His increasingly pessimistic reports displeased the Führer to the degree that before war’s end he fired him. But what did our Gehlen care? He was never one to be caught with his pants down. He was prepared. Those misleading reports concerning Stalingrad indicate he had been planning far ahead. During the war years he had collected an enormous quantity of intelligence on the Soviet Union and on the precious Soviet Order of Battle, which he stored in water-tight drums and buried in secret places in Austria. Then like others who could, he let himself and his trusted aids be captured by the American CIC, the Counter Intelligence Corps, where a warm welcome awaited him.

In 1945, the gap in U.S. intelligence about its former ally and new enemy, the Soviet Union, was abysmal. Russia! Communists! Russia! Soviet Union! Who speaks their crazy languages anyway? Few American military men knew anything about those boundless expanses and enigmatic peoples in the East reaching nearly to America. Soviet studies quickly blossomed in American academia. The military began training first hundreds, then thousands of recruits in the languages of East Europe. While anti-Soviet, anti-Russian propaganda intensified, the American mood quickly turned anti-Soviet, anti-communist. The Cold War was revving up. The U.S. wartime OSS intelligence regrouped and in 1947 was reborn as the CIA. Gehlen was one of its cornerstones; some observers even consider Gehlen a co-founder of the Central Intelligence Agency. Reinhard, the man of light and dark, offered his precious intelligence treasures about America’s great enemy. And he brought with him those hundreds of German East European specialists some of which I had occasion to meet later.

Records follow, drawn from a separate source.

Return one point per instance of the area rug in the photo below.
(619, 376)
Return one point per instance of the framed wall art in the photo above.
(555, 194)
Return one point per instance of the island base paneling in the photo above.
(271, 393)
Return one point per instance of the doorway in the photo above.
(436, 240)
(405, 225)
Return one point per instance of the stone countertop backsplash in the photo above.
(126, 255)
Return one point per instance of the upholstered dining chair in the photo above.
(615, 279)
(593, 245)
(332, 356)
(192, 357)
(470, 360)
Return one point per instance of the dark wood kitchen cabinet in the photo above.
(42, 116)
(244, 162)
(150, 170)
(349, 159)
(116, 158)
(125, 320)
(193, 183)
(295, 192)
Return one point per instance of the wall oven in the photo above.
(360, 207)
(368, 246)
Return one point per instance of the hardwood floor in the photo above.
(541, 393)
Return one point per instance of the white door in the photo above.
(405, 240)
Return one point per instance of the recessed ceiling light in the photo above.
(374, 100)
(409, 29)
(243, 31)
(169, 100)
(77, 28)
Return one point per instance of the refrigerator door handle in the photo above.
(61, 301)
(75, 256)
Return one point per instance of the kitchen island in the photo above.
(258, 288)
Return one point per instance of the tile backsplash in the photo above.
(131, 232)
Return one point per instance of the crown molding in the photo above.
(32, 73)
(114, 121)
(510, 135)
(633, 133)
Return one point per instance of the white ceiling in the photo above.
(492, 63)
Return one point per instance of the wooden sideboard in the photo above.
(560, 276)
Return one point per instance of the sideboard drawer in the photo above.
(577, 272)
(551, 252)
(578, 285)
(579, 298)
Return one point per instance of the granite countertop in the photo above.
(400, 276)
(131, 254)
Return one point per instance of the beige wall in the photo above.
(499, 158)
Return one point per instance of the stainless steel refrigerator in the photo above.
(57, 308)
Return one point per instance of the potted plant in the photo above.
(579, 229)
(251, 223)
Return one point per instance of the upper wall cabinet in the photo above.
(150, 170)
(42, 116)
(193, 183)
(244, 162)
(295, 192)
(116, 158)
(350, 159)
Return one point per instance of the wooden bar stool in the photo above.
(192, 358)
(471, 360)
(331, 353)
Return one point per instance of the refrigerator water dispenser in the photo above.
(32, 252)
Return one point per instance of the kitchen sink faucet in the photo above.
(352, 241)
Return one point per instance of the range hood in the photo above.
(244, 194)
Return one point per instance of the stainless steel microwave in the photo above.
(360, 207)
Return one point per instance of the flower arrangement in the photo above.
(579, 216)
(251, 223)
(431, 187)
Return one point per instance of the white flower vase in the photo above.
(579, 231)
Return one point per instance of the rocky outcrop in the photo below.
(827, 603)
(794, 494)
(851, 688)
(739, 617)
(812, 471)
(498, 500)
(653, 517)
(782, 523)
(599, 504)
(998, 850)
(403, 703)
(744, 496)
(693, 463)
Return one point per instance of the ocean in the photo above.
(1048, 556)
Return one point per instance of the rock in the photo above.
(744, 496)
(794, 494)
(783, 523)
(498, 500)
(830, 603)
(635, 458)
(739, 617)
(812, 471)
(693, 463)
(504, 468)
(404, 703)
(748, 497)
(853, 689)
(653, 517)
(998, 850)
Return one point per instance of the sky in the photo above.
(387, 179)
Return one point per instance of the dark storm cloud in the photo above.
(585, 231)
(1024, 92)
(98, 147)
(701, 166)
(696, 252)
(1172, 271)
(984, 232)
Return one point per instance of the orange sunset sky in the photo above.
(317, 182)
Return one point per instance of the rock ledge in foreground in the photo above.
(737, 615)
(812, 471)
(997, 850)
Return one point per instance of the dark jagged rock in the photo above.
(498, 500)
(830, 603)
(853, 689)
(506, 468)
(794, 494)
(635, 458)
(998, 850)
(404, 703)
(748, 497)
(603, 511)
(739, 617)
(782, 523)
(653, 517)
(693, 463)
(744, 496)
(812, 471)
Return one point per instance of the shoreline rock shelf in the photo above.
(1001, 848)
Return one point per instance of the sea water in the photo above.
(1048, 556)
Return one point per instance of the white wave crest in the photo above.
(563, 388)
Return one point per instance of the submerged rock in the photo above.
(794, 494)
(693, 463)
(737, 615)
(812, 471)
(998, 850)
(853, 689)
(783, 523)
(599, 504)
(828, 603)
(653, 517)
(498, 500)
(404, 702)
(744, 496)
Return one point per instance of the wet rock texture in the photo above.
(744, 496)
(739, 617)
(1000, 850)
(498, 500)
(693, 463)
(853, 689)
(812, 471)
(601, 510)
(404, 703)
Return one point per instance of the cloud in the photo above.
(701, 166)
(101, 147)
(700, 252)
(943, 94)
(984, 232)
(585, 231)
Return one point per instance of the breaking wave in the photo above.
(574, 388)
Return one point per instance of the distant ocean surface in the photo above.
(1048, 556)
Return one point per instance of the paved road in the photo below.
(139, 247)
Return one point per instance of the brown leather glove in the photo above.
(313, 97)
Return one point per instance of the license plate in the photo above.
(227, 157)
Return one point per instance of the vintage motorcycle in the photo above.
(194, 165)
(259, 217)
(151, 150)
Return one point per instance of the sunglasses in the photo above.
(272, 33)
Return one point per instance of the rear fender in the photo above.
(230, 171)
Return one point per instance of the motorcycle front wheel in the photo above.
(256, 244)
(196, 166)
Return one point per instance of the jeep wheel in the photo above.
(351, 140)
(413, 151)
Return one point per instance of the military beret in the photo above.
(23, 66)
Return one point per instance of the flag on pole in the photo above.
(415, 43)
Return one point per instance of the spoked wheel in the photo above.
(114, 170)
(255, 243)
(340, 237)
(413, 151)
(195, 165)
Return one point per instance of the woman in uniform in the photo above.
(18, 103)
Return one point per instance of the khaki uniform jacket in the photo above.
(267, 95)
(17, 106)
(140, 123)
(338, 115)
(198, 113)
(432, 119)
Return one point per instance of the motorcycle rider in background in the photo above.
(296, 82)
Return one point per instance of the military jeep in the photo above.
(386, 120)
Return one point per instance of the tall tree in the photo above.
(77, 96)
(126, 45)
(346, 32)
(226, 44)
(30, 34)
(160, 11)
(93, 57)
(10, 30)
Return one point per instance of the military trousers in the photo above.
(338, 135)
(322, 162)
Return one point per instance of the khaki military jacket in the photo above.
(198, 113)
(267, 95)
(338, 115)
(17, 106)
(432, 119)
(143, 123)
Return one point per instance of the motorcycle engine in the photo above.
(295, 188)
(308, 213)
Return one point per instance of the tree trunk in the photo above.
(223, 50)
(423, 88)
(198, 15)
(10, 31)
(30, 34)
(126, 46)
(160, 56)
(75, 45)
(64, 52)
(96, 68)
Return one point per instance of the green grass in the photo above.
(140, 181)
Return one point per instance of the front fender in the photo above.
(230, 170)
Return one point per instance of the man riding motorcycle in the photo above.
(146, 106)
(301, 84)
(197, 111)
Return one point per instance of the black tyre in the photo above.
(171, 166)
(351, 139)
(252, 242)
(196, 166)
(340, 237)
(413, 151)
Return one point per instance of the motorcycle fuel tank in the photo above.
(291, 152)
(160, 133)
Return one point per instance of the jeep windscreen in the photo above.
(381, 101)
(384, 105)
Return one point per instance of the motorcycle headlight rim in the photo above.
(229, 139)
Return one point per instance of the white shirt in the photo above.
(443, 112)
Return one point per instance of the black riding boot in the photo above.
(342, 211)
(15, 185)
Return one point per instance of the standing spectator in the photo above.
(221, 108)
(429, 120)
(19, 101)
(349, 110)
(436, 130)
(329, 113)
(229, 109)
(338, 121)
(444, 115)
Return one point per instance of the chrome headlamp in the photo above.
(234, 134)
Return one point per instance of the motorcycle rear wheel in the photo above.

In retrospect, Gehlen’s role in US intelligence—as far as the Soviet Union in the first ten postwar years is concerned—appears as a case of the tail wagging the dog. The CIA hired him and his people, paid them while it learned from Gehlen Org just what Soviet Russia was all about. The U.S. Embassy in Moscow functioned but what did it know about the gritty-gritty of its Soviet ally’s military operations. Gehlen had to know his time was limited. CIA patience was limited. So he worked fast. And his hands were everywhere in the defeated and destroyed Germany. One said that every German prisoner of war returnee from Soviet internment was processed by Gehlen … like being interrogated by the SS. But also by American military intelligence organizations in effect many still managed by the Gehlen Org in Munich. Why? Because the Germans knew the right questions to ask.

Clashes of interest were inevitable. Secretive, ambiguous Gehlen was all the while contriving his German future, which was realized in 1956 when he became the first President of the Federal Intelligence Service, (BND).The CIA controlled the Gehlen Org and the fictitious country of Germany itself but it could not control as in the decade before a secret intelligence service headed by an ambitious man like Reinhard Gehlen accustomed to a controller role. CIA domination and control of Gehlen’s BND must have gradually transformed into a sort of Big Brother—Little Brother relationship. We may assume it remains the same in the U.S. occupied Federal Republic of Germany, now today straining at the leashes toward a new relationship with its old foe, Russia. It was always as much Russia as it was Communism that Hitler’s Nazism opposed. Yet, it has long been a love-hate-envy relationship, that of Germany and Russia. The two countries simply have too many common interests to stay apart forever. When and if Nord Stream 2 opens, untold change in the Russian role in Europe will arrive together with Russian gas. And ironically German-Russian relations are the key.